It’s a fact of life that mobile phones are lost or stolen every day of the week. Smartphones in particular are a target for thieves due to the small size and high value of the devices. So how do you manage that risk?
Remember that the cost of a replacement device is the least of your worries – you need to ensure your company information and your customer’s information is secure, and the best way to do that is to plan ahead.
Treat your phone like a passport: record the unique identifying number. Each device has a unique IMEI (International Mobile Equipment Identity) number. Most modern handsets will display this number within the “about” menu (usually under Settings / General, or similar depending on your phone type) or you can usually find it on a sticker within the battery compartment. Some of you may even remember getting this number off old Nokia devices by entering “*#06#”! The IMEI is useful for two reasons:-
1) Your mobile operator can blacklist that IMEI number from use on any Irish mobile network. They may have it on file but it always helps to have your own record.
2) Provide the Gardaí with your IMEI on the chance that they recover stolen property and your phone is among the haul.
Put the right security policies in place from day one and talk to your mobile operator about MDM (Mobile Device Management). MDM allows you to enforce various security policies on smartphones. Typically, it’s all done over the air and when a device goes missing, you have a range of options at your disposal to deal with that.
For smaller organisations with a limited budget, basic management features are available within Exchange and services such as Google Apps for Business.
Absolute essentials for device protection
At an absolute minimum, you want to:-
• enable device encryption
• enable a password lock with a timeout of 10 minutes or less and minimum of 4 digit length
• enable an automatic wipe if the passcode has been entered incorrectly a significant number of times (no more than 10 attempts)
Budget conscious businesses with a small fleet of devices can also benefit from the consumer value-adds provided by the likes of Apple, Google and Microsoft. The big OS developers like to tie
consumers into their cloud products and in return users can access “find my phone”, remote wipe or remote lock management capabilities, with nothing more than a free account and a web browser. A note of caution: they’re not ideal for businesses managing a large fleet of devices, and you may not want your business information synchronising to such a service. Check out www.icloud.com, www.windowsphone.com and www.google.com/android/devicemanager for more information.
Personal Items – Photographs and Contacts
Make sure any photographs you take are backed up. This has become incredibly easy in the last few years, with Apps like Dropbox automatically uploading all new photos. Apple’s iCloud service offers similar functionality within the overall Apple ecosystem and Android manufacturers like Samsung and HTC will have their own device backup services.

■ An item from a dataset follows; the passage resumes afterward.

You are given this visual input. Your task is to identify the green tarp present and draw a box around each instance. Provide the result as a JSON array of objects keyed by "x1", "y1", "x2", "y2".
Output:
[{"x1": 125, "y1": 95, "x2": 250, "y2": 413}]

The easiest way to keep your contacts safe is to link them to an email account. If your personal email account supports ActiveSync (such as Gmail), take the time to transfer the contents of your phonebook to the address-book of your email service. When you add your email account to a smartphone, select the ActiveSync (or MS Exchange) option. This will allow your smartphone to not only synchronise email, but also your calendar and contacts – extremely useful! Any new contacts will be automatically added to your online email address-book. If your personal email service doesn’t support ActiveSync, you could always open a new account with Gmail and use that as your address-book backup; select to only sync contacts with that account and away you go.
The main thing to remember about device security is to act before your device goes missing. Ensure policies are in place to protect your information and that the information itself is securely synchronised with your business email and PIM system, or backed up on a regular basis. Replacing the device is a relatively minor annoyance; first and foremost you have a duty of care to your customers and their information.